Among the more lyrically intelligible fare is “Tishbite,” a hushed ballad that explores the often blurred lines between the real and imaginary dimensions of love. Listening to the poignant “Half-Gifts,” the listener can’t help but detect the autobiographical undertones reflective of Fraser and Guthrie’s fractured love, as evidenced by her eloquently contemplative lyrics: “But this relationship cannot sustain itself / Intimacy is when we're in the same place at the same time / Dealing honestly with how we feel, and who we really are / That's what grown-ups do / That is mature thinking / I just have to know how to be in the process / Of creating things in a better way / And it hurts but it's a lie that I can't handle it / I still have a world of me-ness to fulfill / I still have a life, and it's a rich one even with mourning / Even with grief and sadness.” While the song is a sobering examination of a relationship in disrepair, it’s also Fraser’s grand declaration of independence, of moving on toward a new life full of hope and purpose.
The ten-song suite contains nary a throwaway track, with other memorable highlights including the rhapsodic “Calfskin Smack,” the cinematic album closer “Seekers Who are Lovers,” and the serene “Rilkean Heart,” a wistful homage to the late Jeff Buckley, who was a kindred spirit of Fraser’s, musically and otherwise, and a lifelong lover of the Bohemian-Austrian poet Rainer Maria Rilke’s writing.

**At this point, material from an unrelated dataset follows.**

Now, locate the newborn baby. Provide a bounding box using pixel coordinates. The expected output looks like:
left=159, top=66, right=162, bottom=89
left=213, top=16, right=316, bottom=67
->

Mutual admirers of each other’s music, Buckley and Fraser developed a creative and spiritual bond in the mid 1990s, which yielded at least one known collaboration, “All Flowers in Time Bend Towards the Sun,” an unofficial version of which has circulated online in recent years, much to Fraser’s chagrin. Their profound connection was further manifested in Milk & Kisses’ liner notes dedication, in which Fraser wrote "Milk and kisses for the first man / my old man / love and a thousandfold rose for Buckley / my Rilkean Hearted friend." Sadly, the pair’s relationship was an ephemeral one, cut short by Buckley’s tragic death in the spring of 1997.
Milk & Kisses proved to be Cocteau Twins’ swan song, as the band’s irreconcilable differences finally drove them to part ways in 1998. "They were my life,” Fraser said of Guthrie and Raymonde during her 2009 conversation with The Guardian. “And when you're in something that deeply, you have to remove yourself completely."
As is the case across their entire discography, with each subsequent listen to Milk & Kisses, previously overlooked nuances and delights emerge, making for an eternally revelatory and soul-affirming listening experience overall. Two-and-a-half decades later, the album still has the power to instantly transport us back to those halcyon days when Cocteau Twins were still making gorgeous music together, as we cling to the futile hope that the trio will reunite one day to resurrect their story for a new generation of dreamers.